People v. Quinones
Before: Sturtevant
STURTEVANT, J. The defendant was informed against by the district attorney, he entered a plea of not guilty and on the trial the jury returned a verdict against him. He made a motion for a new trial, but his motion was denied. He has appealed from the judgment and the order denying his motion.
By section 1 of chapter 339 of the Statutes of 1923, it is made a felony if any “ . . . person who within the state of California . . . possesses any instrument or weapon of the kind commonly known as a blackjack, slung-shot, billy, sand-club, sand-bag, or metal knuckles ...” In the instant case it was alleged that the defendant possessed “metal knuckles”. The first point made by the defendant is that the evidence does not establish the existence in this case of an “instrument or weapon of the kind commonly known as metal knuckles”. This contention is based on the fact that the instrument introduced in evidence as defendant’s exhibit one, which has been certified up with the record, is not all metal. We have examined it. It is what [611]might be termed homemade. It consists of alternate strips of sheet lead and gum tape, making a set of knuckles somewhat in the shape of a bracelet and of size to fit over four finger knuckles. It will be conceded at once that the instrument is neither all metal nor is it all cloth. The excerpt quoted from the statute contains nothing showing that the words “metal knuckles” was intended by the legislature to refer to something that was entirely composed of metal.

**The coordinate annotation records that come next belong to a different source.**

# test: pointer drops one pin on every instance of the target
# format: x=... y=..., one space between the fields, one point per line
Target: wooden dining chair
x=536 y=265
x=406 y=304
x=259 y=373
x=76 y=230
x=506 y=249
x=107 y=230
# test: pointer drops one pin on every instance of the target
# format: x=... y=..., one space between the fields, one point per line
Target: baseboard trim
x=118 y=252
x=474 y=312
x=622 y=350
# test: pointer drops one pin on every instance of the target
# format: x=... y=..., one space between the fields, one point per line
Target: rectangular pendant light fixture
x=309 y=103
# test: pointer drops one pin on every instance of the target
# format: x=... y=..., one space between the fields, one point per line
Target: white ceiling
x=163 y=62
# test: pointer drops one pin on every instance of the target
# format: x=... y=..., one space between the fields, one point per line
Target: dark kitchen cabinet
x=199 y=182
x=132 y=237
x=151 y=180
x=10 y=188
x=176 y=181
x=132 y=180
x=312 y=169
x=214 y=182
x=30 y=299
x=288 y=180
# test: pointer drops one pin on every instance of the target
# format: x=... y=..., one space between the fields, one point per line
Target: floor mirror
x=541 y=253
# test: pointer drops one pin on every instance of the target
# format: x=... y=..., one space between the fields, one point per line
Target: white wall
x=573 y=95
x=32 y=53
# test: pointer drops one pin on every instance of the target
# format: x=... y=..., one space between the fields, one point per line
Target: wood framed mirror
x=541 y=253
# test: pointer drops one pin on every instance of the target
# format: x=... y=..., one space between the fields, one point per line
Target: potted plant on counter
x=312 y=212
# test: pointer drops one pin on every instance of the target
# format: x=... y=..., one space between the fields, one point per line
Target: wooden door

Similar statutes have been adopted in other jurisdictions. In those same jurisdictions it has been held that the name in the statute is used in a generic sense. (Patterson v. State, 3 Lea (71 Tenn.), 575; Harris v. State, 22 Tex. Crim. App. 677 [3 S. W. 477]; Louis v. State, 36 Tex. Crim. Rep. 52 [35 S. W. 377, 61 Am. St. Rep. 832].) One of the common English meanings of “knuckle”' is “a piece of metal, usually brass worn over the knuckles in order to protect them in striking a blow and to make the blow more effective”. (Cent. Dict.) If it be claimed that the expression needs the interpretation of an expert such interpretation was present in the instant ease. When Inspector McMahon, a policeman of many years’ experience, was on the stand, he was asked what he found in the room of the defendant. His answer was, “A pair of metal knuckles.” Under these circumstances we think the point may not be sustained.
It is next contended that the knuckle was not admissible because no testimony was introduced to prove it was the kind of instrument the possession of which is denounced by the law. As we understand the point it is that 'Inspector McMahon but expressed his conclusion when he designated the instrument found as “metal knuckles”. The claim is, in our judgment, ultra-critical and in the absence of a showing to the contrary it must be assumed that the inspector of the police department, when giving his testimony, merely stated facts and did not "express his conclusion.